Queens Mixed-Use Real Estate Market Update: 2025 into 2026

Commercial Real Estate

April 22, 2026

Queens had a standout year in commercial real estate in 2025, and mixed-use property owners sitting on assets along the borough's major corridors are in a stronger position than many of them realize. Here is a full breakdown of what the data shows, what shifted from 2024 to 2025, and what the trends mean heading into 2026.

The 2025 Queens Mixed-Use Market by the Numbers

According to Matthews Real Estate Investment Services' Queens Market Report for 2025, a total of 117 mixed-use transactions closed in Queens in 2025, generating significant volume across the borough. The average price per square foot for mixed-use properties landed at $484, while retail properties traded at an average of $697 per square foot. Transaction volume for retail specifically jumped 32% from 2024, with 48 retail properties sold generating $257.23 million in total volume.

One of the most telling data points from the Matthews report was buyer behavior. Of the 117 mixed-use transactions in 2025, only five involved rent stabilized buildings. Free market buildings were overwhelmingly preferred, and the most aggressively priced deals of the year involved buildings with vacant retail spaces. Owner-users paid an average of 22% more than traditional investors for properties where they could occupy the commercial unit while collecting residential income above. That premium tells you something important: the demand is not just from institutional investors hunting yield. It is coming from operators and small business owners who want to control their space.

The Neighborhoods Driving Activity

Astoria emerged as the top-performing Queens neighborhood for mixed-use transaction velocity in 2025, recording 23 mixed-use transactions and 6 retail deals per the Matthews report. Long Island City continued drawing institutional capital, anchored by its proximity to Midtown and the approval of the OneLIC plan, which will allow 14,000 new residential units in the area. As Matthews notes, Long Island City is set to maintain top performance levels throughout 2026 given the concentration of major employers and growing life sciences presence.
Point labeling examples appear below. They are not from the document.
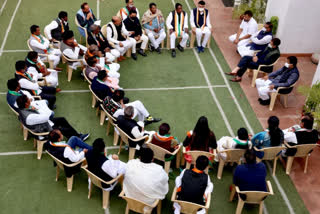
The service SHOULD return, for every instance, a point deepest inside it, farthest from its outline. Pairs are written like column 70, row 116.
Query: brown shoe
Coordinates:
column 230, row 73
column 236, row 79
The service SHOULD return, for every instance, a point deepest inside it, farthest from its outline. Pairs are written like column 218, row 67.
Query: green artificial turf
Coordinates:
column 28, row 185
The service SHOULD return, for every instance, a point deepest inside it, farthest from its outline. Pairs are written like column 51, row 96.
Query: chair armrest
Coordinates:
column 269, row 186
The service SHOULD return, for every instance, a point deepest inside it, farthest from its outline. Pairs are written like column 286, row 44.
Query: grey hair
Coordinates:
column 128, row 111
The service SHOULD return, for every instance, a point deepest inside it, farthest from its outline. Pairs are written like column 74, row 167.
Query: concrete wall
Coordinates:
column 299, row 25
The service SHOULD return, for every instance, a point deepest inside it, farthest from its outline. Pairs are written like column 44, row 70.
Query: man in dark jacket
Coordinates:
column 133, row 25
column 284, row 77
column 266, row 57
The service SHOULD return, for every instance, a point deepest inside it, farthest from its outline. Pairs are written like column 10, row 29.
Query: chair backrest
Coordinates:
column 188, row 207
column 61, row 164
column 136, row 205
column 270, row 153
column 96, row 180
column 303, row 150
column 255, row 197
column 97, row 98
column 85, row 76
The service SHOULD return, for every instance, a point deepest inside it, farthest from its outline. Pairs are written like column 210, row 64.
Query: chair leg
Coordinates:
column 69, row 71
column 193, row 38
column 289, row 164
column 274, row 166
column 39, row 148
column 261, row 207
column 94, row 101
column 239, row 206
column 105, row 199
column 306, row 164
column 132, row 151
column 254, row 77
column 220, row 168
column 69, row 183
column 25, row 134
column 167, row 166
column 273, row 100
column 232, row 193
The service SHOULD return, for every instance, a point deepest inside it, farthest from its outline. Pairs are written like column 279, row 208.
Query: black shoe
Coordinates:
column 265, row 102
column 180, row 48
column 158, row 50
column 173, row 53
column 142, row 53
column 134, row 56
column 151, row 48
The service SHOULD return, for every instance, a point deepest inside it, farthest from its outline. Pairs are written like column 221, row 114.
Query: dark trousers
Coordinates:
column 63, row 125
column 245, row 63
column 48, row 93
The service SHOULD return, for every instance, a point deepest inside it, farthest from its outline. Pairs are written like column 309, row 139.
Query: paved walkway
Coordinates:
column 308, row 185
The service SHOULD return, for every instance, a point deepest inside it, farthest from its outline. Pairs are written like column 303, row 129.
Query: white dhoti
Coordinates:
column 263, row 88
column 161, row 35
column 183, row 43
column 206, row 33
column 240, row 43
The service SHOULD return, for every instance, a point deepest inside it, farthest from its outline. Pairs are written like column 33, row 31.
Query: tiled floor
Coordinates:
column 308, row 185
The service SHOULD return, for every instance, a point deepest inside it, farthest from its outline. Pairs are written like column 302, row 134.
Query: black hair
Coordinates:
column 62, row 14
column 21, row 101
column 276, row 41
column 83, row 5
column 276, row 134
column 250, row 156
column 102, row 74
column 20, row 65
column 118, row 95
column 164, row 129
column 152, row 4
column 248, row 12
column 202, row 162
column 67, row 35
column 33, row 28
column 307, row 121
column 32, row 55
column 146, row 155
column 177, row 5
column 12, row 84
column 54, row 135
column 293, row 60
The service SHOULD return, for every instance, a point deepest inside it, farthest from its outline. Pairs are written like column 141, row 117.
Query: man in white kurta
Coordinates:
column 145, row 181
column 200, row 24
column 247, row 28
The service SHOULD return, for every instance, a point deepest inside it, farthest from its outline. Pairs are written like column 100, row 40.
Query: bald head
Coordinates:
column 116, row 20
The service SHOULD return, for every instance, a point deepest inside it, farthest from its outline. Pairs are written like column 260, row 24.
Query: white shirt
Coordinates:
column 169, row 20
column 44, row 46
column 265, row 40
column 192, row 23
column 109, row 34
column 209, row 187
column 250, row 27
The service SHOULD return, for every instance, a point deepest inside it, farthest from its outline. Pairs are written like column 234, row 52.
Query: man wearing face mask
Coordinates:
column 259, row 41
column 247, row 28
column 124, row 12
column 120, row 37
column 177, row 23
column 284, row 77
column 132, row 24
column 266, row 57
column 200, row 24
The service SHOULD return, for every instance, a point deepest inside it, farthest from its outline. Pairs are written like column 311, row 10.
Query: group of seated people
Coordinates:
column 259, row 47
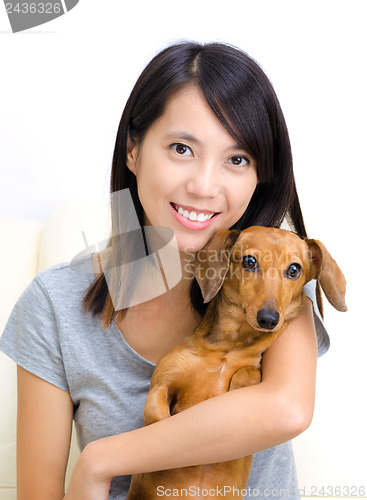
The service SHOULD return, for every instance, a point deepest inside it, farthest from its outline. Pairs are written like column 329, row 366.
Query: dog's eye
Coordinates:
column 249, row 262
column 294, row 271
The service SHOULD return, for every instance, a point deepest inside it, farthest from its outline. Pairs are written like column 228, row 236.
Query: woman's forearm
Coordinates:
column 232, row 425
column 229, row 426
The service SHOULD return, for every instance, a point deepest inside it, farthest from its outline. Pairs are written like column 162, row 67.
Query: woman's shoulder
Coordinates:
column 65, row 280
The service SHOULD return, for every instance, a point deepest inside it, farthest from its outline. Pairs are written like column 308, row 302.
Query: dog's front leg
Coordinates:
column 248, row 375
column 157, row 405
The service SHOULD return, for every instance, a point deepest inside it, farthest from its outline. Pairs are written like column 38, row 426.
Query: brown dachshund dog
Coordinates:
column 254, row 280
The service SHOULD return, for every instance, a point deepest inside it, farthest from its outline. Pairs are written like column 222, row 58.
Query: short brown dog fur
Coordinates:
column 254, row 280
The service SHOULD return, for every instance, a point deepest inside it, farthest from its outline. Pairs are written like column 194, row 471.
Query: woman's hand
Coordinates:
column 86, row 481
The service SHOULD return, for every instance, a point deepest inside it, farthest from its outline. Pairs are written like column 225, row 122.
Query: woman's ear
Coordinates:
column 131, row 155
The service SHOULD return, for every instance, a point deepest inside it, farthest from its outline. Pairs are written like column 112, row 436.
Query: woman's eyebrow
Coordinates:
column 184, row 136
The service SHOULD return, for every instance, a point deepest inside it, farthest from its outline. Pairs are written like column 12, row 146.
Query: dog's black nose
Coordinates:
column 267, row 318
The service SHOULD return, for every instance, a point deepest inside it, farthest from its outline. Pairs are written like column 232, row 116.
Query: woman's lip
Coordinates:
column 193, row 209
column 192, row 224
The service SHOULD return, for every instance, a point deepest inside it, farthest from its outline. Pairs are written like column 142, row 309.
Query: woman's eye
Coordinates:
column 239, row 161
column 181, row 149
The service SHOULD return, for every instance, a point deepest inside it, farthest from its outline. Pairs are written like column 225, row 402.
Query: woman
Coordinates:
column 202, row 133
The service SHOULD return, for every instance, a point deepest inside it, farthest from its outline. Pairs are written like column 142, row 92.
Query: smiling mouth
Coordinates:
column 196, row 215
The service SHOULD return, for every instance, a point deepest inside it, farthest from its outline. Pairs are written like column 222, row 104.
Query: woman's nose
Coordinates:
column 203, row 181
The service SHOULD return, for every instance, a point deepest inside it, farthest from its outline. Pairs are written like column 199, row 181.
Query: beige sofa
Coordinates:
column 29, row 246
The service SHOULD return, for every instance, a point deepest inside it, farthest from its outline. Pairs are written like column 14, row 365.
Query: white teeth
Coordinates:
column 193, row 215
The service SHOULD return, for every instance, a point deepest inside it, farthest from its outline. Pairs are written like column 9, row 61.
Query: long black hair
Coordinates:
column 243, row 99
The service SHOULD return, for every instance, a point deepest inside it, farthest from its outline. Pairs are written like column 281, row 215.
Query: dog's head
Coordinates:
column 263, row 271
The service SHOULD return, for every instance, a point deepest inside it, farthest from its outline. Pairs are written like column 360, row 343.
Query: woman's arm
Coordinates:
column 44, row 424
column 232, row 425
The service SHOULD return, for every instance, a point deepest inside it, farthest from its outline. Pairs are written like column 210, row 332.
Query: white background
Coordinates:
column 63, row 87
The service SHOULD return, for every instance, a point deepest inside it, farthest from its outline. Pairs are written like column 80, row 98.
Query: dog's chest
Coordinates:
column 219, row 369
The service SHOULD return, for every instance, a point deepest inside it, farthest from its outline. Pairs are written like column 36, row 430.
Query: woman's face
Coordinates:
column 191, row 175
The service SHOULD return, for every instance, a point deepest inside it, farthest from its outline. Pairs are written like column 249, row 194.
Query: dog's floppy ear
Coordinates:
column 327, row 272
column 211, row 263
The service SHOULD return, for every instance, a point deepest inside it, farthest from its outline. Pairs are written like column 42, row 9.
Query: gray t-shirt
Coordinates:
column 49, row 335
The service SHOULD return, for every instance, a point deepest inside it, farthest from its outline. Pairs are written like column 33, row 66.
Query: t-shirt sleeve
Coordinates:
column 323, row 340
column 31, row 336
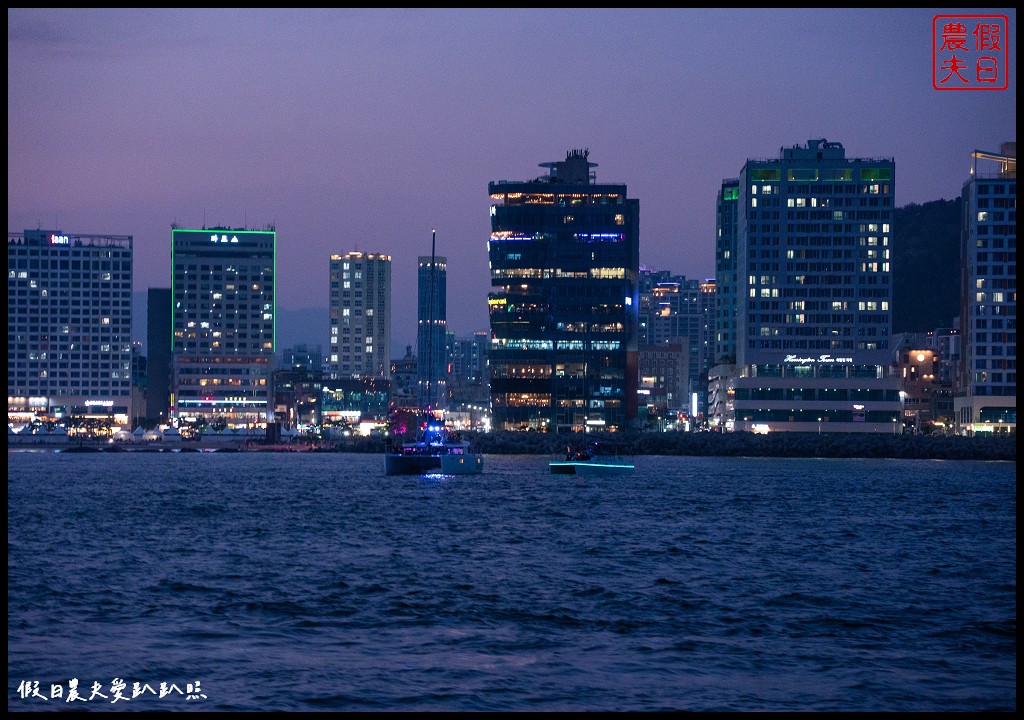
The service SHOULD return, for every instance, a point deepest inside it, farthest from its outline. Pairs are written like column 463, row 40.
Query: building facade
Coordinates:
column 986, row 400
column 359, row 315
column 564, row 272
column 69, row 326
column 431, row 331
column 160, row 347
column 813, row 291
column 223, row 295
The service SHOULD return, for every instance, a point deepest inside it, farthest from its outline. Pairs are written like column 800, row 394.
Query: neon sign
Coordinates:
column 823, row 360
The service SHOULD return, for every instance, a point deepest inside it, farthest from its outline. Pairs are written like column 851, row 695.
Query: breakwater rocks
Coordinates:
column 778, row 445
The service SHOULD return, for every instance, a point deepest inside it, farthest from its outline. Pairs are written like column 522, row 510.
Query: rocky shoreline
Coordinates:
column 779, row 445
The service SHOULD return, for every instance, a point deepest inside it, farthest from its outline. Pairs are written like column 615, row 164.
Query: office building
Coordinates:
column 223, row 295
column 160, row 347
column 813, row 292
column 431, row 331
column 359, row 315
column 69, row 326
column 675, row 309
column 986, row 400
column 564, row 266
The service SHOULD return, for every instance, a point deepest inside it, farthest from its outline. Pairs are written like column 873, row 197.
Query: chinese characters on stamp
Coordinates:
column 117, row 691
column 970, row 52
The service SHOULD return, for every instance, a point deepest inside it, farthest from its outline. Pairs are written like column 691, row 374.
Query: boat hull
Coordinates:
column 398, row 464
column 590, row 468
column 464, row 464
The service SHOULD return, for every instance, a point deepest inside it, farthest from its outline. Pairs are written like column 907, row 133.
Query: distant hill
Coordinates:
column 926, row 265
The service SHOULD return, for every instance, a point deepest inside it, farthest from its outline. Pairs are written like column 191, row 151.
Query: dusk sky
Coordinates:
column 366, row 129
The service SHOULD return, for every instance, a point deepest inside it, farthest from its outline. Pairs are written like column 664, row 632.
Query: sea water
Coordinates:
column 312, row 582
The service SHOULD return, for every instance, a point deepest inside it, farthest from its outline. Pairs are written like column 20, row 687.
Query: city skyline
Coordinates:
column 365, row 130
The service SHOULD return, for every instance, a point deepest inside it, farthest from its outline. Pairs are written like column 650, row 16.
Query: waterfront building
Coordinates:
column 665, row 382
column 160, row 346
column 431, row 331
column 674, row 309
column 69, row 327
column 359, row 315
column 813, row 289
column 223, row 296
column 986, row 399
column 564, row 272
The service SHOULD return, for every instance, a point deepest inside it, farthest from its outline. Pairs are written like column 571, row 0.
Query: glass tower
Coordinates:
column 359, row 312
column 431, row 330
column 223, row 296
column 564, row 268
column 69, row 325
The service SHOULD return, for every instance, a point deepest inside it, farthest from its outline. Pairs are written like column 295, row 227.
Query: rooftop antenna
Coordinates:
column 430, row 321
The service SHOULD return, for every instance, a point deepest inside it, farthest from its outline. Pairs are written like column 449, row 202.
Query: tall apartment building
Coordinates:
column 987, row 396
column 674, row 309
column 69, row 326
column 813, row 292
column 160, row 347
column 564, row 266
column 725, row 272
column 431, row 330
column 359, row 316
column 223, row 295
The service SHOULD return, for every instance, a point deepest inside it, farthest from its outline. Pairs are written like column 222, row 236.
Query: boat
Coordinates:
column 434, row 450
column 589, row 460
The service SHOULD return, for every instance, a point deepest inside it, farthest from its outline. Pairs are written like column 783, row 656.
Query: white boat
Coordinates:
column 458, row 460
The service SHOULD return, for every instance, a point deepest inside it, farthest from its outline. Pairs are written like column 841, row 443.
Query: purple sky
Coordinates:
column 363, row 129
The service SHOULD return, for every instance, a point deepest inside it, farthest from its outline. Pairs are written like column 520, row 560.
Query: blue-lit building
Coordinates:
column 564, row 272
column 813, row 295
column 986, row 399
column 431, row 331
column 69, row 326
column 223, row 295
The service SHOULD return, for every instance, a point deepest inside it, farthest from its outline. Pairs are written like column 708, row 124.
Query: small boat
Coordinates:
column 589, row 461
column 435, row 450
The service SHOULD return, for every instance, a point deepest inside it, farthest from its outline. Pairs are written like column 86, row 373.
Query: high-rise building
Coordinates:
column 69, row 326
column 986, row 399
column 223, row 295
column 564, row 266
column 160, row 345
column 431, row 330
column 359, row 309
column 674, row 309
column 813, row 292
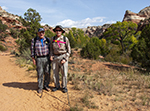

Ridgewood deserves particular attention. According to the same Matthews report, Ridgewood saw rent growth of 6.68% in 2025 and has experienced accelerating interest from buyers priced out of Brooklyn. The arrival of Whole Foods on Myrtle Avenue and increased development activity along Wyckoff Avenue have created sustained upward pressure on both rents and property values in a neighborhood that still trades at a meaningful discount to its Brooklyn neighbors.

Elmhurst recorded one of the highest rent increases in all of Queens in 2025, with average rents rising 11.7% year over year. Its access to the 7, M, and R trains and its dense, multi-generational tenant base make it one of the more durable income plays in the borough for mixed-use owners.

What Changed From 2024 to 2025

The most significant shift was in investor selectivity. Per REbuild's 2025-2026 NYC market forecast, buyers became increasingly focused on properties with clean income profiles, legal unit configurations, and genuine value-add upside. Overpriced or over-encumbered listings sat. Well-priced assets with strong fundamentals moved quickly.

Financing strategy also separated deals from non-deals. With mortgage rates stabilizing in the mid-6% range, buyers who came to the table with creative structures, larger down payments, or seller financing conversations were the ones closing. Cash remained king on smaller mixed-use deals, particularly below $2M.

The 2026 Outlook for Queens Mixed-Use

Queens showed the strongest inventory growth of any NYC borough in mid-2025, up 14.9% year over year, which heading into 2026 means more options for buyers but also more competition for sellers. Properties that are priced on aspiration rather than data are going to sit.

The macro tailwind for Queens mixed-use owners remains strong. Mixed-use and transit corridor projects are listed among the primary drivers boosting interest in emerging pockets of Queens in 2026, and the borough's fundamental demand story is intact. High renter concentration, compressed inventory of quality free-market buildings, and continued migration from Brooklyn and Manhattan all point to sustained value for owners of well-located mixed-use assets.

If you own a mixed-use property in Queens and are thinking about your options in 2026, the window is not closed. But the market is more discerning than it was two years ago.

Disclaimer: This content is meant for informational purposes only and is not intended to be construed as financial, tax, legal, or insurance advice.